Conversational Prompt Engineering
- URL: http://arxiv.org/abs/2408.04560v1
- Date: Thu, 8 Aug 2024 16:18:39 GMT
- Title: Conversational Prompt Engineering
- Authors: Liat Ein-Dor, Orith Toledo-Ronen, Artem Spector, Shai Gretz, Lena Dankin, Alon Halfon, Yoav Katz, Noam Slonim,
- Abstract summary: We propose Conversational Prompt Engineering (CPE), a user-friendly tool that helps users create personalized prompts for their specific tasks.
CPE uses a chat model to briefly interact with users, helping them articulate their output preferences and integrating these into the prompt.
A user study on summarization tasks demonstrates the value of CPE in creating personalized, high-performing prompts.

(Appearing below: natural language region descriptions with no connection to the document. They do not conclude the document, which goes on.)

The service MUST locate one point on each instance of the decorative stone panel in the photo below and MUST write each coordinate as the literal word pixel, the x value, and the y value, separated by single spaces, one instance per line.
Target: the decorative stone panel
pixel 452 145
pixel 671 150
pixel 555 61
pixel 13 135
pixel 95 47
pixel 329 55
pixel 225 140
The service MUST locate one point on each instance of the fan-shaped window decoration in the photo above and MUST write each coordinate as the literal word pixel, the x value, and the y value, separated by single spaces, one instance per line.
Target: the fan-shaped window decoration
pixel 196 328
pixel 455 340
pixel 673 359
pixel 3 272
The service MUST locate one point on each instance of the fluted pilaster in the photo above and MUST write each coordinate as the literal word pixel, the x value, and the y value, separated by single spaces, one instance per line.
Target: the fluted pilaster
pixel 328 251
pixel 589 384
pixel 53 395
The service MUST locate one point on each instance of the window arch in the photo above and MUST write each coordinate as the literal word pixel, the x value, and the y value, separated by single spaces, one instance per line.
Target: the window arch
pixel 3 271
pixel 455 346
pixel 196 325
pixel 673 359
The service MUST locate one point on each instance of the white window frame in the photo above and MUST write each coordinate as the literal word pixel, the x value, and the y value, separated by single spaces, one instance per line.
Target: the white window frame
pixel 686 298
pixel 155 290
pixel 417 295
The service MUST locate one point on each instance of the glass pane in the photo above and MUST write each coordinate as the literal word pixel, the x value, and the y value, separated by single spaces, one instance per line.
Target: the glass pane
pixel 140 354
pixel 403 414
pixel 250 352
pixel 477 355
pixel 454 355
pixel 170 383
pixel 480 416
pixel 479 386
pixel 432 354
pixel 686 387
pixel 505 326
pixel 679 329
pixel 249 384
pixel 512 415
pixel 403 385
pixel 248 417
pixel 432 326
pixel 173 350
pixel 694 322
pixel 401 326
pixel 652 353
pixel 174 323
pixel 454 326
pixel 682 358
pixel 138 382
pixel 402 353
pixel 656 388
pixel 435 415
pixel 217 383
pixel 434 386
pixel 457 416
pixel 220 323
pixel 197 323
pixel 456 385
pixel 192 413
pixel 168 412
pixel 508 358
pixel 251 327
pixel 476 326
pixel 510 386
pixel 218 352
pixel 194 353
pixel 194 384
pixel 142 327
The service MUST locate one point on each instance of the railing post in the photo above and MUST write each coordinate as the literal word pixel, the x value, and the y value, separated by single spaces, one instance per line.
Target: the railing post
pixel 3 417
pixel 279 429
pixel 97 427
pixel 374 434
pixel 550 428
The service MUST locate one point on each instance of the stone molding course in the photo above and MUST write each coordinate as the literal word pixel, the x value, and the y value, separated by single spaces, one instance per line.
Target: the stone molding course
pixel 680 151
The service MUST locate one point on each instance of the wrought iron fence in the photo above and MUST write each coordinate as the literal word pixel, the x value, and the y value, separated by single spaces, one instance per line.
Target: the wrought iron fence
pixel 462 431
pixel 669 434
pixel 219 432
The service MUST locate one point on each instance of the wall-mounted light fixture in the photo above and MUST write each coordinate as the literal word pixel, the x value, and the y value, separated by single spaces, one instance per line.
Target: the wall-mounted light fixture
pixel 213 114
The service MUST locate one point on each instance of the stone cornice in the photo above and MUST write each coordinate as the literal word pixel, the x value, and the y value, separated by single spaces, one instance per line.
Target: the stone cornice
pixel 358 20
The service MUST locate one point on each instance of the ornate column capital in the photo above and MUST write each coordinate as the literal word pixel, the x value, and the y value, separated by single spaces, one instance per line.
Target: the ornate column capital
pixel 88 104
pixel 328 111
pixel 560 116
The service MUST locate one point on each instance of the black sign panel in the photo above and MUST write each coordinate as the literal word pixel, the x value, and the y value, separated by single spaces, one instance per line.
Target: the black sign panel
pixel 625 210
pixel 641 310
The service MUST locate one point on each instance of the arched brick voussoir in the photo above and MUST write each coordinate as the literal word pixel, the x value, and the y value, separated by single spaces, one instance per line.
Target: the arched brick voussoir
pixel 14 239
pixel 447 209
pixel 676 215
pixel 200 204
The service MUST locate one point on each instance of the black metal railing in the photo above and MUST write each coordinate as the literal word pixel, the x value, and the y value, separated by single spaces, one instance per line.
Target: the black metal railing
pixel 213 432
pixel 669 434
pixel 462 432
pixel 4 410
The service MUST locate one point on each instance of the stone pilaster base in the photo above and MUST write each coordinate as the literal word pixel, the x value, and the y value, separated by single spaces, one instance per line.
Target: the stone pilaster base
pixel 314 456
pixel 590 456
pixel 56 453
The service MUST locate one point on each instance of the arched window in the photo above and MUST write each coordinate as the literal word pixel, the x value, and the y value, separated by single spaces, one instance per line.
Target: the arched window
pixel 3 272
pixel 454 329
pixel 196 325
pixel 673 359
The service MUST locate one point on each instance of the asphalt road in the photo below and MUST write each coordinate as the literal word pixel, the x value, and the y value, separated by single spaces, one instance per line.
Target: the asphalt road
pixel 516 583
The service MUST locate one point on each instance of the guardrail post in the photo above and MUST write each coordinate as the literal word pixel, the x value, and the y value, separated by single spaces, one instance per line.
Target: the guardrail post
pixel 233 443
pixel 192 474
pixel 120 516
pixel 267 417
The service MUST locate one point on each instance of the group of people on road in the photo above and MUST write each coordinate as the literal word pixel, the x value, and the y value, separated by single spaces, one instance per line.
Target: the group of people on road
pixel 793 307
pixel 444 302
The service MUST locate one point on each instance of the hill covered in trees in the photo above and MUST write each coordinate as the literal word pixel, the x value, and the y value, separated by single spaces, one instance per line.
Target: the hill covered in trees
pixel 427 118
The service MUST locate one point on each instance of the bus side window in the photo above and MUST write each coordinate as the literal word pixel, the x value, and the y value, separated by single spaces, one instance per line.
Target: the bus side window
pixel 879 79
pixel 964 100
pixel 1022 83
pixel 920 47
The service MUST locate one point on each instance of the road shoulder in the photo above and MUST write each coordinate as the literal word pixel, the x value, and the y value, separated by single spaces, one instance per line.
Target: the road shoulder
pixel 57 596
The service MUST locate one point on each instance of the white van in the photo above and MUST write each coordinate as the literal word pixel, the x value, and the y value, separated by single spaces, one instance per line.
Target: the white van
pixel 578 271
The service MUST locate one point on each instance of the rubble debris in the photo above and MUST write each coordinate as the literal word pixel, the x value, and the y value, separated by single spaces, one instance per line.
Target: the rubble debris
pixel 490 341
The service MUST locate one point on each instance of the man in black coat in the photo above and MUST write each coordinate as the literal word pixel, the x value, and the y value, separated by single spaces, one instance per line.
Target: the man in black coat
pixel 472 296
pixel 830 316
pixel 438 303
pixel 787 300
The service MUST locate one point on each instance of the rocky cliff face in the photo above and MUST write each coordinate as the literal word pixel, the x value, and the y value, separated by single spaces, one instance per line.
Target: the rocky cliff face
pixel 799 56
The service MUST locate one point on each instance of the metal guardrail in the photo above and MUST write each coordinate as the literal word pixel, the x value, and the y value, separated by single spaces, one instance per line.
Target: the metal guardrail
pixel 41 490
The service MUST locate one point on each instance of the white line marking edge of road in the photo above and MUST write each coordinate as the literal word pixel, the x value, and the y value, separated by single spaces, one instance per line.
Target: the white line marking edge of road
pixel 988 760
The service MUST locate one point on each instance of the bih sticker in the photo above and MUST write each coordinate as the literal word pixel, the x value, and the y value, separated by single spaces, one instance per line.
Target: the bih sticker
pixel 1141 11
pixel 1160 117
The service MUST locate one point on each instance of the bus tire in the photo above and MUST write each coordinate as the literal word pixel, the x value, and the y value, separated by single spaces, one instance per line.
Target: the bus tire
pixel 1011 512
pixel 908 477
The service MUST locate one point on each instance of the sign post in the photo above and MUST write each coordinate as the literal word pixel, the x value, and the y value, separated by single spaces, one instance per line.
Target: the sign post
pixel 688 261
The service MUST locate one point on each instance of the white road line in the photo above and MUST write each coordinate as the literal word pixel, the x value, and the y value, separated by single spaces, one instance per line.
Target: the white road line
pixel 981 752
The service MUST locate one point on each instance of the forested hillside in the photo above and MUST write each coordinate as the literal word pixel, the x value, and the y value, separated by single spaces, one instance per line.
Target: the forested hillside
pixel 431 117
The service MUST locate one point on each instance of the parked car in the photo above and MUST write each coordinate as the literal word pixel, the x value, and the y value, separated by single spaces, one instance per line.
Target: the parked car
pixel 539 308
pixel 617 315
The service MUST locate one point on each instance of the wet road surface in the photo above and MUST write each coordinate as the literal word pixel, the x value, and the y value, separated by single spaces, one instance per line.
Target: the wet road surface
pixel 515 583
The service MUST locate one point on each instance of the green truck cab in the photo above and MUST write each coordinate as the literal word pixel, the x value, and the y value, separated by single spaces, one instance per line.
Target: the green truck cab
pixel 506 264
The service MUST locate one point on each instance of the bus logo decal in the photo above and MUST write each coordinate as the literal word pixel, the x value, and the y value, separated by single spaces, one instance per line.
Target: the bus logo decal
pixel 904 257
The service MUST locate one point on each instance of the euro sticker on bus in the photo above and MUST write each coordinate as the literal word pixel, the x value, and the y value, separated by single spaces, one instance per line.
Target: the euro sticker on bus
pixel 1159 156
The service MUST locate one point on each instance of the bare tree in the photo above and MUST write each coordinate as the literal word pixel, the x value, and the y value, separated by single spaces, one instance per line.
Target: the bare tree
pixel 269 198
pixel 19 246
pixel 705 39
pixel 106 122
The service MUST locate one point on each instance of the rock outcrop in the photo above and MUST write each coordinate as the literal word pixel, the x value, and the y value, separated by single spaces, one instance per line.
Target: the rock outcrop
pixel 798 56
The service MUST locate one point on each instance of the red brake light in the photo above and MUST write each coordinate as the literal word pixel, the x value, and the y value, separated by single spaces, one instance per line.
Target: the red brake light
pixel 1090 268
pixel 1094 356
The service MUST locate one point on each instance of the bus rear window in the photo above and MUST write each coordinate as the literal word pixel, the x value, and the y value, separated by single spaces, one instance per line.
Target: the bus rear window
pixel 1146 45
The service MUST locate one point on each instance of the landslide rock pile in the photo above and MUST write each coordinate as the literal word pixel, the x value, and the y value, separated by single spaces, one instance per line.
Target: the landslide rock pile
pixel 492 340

- Score: 14.614531952444013
- License: http://creativecommons.org/licenses/by-nc-nd/4.0/
- Abstract: Prompts are how humans communicate with LLMs. Informative prompts are essential for guiding LLMs to produce the desired output. However, prompt engineering is often tedious and time-consuming, requiring significant expertise, limiting its widespread use. We propose Conversational Prompt Engineering (CPE), a user-friendly tool that helps users create personalized prompts for their specific tasks. CPE uses a chat model to briefly interact with users, helping them articulate their output preferences and integrating these into the prompt. The process includes two main stages: first, the model uses user-provided unlabeled data to generate data-driven questions and utilize user responses to shape the initial instruction. Then, the model shares the outputs generated by the instruction and uses user feedback to further refine the instruction and the outputs. The final result is a few-shot prompt, where the outputs approved by the user serve as few-shot examples. A user study on summarization tasks demonstrates the value of CPE in creating personalized, high-performing prompts. The results suggest that the zero-shot prompt obtained is comparable to its - much longer - few-shot counterpart, indicating significant savings in scenarios involving repetitive tasks with large text volumes.